In this, Ms. Noem’s dental upgrade is simply the most recent step in what appears to be a yearslong makeover that has transformed her, more than any other woman on Mr. Trump’s shortlist, into what Samantha N. Sheppard, a professor of cinema and media studies at Cornell University, called “the perfect ornament for Trump.” Even beyond her popularity and credentials as a governor, and her MAGA platform, she offers an example of a certain kind of “Miss America-like white femininity,” Ms. Sheppard said, also reflected in Fox News anchors and that involves cascading hair, extensive eyelashes and a blinding smile.

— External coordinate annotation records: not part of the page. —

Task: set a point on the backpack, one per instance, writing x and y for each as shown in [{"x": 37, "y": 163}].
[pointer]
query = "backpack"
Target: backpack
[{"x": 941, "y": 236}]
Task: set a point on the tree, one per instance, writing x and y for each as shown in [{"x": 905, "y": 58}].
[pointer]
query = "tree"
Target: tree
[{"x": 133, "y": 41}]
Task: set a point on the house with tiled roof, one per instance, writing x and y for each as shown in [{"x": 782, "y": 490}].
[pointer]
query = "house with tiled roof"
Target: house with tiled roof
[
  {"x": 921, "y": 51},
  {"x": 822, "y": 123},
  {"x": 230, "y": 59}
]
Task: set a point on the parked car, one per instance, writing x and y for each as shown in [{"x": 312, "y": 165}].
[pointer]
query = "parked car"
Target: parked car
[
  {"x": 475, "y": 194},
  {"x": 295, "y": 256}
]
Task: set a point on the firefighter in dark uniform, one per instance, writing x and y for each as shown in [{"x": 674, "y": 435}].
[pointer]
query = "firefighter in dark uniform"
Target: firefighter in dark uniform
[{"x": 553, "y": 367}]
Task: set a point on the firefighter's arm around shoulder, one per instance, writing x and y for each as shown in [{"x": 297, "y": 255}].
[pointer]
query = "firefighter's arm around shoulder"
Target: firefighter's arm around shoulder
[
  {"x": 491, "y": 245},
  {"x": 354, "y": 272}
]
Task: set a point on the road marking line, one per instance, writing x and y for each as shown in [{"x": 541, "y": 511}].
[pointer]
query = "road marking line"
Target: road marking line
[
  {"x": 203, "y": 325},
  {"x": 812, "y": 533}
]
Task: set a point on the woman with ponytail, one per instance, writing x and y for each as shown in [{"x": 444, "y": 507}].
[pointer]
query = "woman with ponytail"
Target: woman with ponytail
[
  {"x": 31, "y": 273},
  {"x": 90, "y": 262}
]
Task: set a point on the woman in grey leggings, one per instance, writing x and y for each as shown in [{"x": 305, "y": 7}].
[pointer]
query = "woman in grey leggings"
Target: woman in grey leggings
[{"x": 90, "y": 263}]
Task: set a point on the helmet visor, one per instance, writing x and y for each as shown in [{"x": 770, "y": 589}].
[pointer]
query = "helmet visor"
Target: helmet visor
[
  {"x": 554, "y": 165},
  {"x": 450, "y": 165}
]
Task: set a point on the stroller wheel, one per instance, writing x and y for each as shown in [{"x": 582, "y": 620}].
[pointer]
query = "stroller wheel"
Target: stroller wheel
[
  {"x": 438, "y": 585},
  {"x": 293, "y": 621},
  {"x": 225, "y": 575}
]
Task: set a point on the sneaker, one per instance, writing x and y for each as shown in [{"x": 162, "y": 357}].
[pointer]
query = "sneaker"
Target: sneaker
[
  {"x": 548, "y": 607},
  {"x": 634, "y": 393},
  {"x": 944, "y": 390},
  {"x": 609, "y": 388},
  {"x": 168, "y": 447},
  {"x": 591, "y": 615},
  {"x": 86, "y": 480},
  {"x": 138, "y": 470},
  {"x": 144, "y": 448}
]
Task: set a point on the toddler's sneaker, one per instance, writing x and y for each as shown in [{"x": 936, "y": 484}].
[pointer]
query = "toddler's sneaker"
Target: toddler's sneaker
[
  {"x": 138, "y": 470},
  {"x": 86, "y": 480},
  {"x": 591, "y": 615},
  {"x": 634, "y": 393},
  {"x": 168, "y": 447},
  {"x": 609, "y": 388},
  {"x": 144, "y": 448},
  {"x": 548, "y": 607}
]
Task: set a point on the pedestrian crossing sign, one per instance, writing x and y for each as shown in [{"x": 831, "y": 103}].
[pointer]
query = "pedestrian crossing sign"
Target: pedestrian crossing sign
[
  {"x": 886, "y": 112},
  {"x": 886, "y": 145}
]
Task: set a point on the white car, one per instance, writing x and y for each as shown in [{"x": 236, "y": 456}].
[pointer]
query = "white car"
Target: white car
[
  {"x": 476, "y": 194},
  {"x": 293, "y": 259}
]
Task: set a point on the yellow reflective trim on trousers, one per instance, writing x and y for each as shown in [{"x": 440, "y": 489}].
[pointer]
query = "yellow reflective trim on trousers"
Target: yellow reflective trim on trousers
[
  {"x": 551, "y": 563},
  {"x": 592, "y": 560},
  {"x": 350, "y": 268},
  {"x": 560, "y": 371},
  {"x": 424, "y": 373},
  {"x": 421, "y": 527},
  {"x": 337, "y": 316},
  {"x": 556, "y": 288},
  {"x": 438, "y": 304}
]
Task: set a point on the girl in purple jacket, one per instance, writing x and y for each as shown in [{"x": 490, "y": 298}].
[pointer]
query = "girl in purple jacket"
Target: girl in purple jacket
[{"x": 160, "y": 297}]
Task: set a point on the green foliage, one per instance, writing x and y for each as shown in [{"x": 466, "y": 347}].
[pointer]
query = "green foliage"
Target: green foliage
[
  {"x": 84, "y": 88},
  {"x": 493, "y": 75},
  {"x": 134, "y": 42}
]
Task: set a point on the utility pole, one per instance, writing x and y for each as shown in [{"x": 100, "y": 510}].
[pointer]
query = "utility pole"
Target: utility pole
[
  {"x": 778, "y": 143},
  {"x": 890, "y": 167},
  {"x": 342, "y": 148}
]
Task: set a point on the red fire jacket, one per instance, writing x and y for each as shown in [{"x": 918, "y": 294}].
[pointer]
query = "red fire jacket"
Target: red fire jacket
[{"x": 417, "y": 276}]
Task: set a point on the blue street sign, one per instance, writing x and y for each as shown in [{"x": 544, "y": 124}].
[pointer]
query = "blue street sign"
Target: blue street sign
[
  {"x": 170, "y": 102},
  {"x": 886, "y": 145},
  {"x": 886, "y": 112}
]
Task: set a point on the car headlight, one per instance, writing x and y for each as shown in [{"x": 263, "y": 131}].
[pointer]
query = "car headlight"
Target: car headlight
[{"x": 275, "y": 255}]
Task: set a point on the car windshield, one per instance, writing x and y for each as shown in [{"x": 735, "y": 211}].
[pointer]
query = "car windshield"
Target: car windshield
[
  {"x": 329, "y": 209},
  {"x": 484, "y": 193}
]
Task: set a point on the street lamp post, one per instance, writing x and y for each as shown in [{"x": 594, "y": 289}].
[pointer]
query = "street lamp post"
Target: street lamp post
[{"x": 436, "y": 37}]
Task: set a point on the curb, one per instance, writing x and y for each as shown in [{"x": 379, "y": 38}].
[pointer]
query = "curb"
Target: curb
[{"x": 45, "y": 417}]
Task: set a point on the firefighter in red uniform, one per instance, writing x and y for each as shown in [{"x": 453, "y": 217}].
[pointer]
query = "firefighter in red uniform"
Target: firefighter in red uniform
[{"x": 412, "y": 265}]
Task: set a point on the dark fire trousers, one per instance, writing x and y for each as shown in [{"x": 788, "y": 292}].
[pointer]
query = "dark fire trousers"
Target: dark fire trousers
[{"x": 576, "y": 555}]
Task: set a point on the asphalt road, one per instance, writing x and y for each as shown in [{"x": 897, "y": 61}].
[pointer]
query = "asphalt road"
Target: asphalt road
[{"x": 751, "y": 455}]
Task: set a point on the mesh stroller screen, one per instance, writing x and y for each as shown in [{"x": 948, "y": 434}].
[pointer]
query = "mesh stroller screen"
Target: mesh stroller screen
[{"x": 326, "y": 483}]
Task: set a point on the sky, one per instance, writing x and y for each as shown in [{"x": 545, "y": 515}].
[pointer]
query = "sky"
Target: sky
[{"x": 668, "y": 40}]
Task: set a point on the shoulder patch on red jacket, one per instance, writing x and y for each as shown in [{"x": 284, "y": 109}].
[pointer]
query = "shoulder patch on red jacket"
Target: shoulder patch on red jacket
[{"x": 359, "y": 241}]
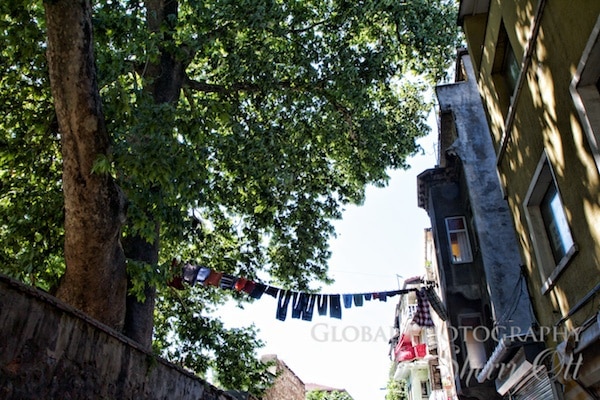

How does Mr. Trump know she’s part of his team? All he has to do is look.

The story is told in the imagery. Back in 2010, when she was first running for Congress, Ms. Noem had a haircut that looked like a cross between “the Rachel,” the layered, straightened haircut Jennifer Aniston made famous on “Friends,” and the power bob favored by Hillary Clinton and Nancy Pelosi. When she won re-election in 2012, she had chopped it into a short look that Ms. Sheppard compared to the signature haircut of Kate Gosselin from “Jon & Kate Plus 8,” albeit slightly more corporatized.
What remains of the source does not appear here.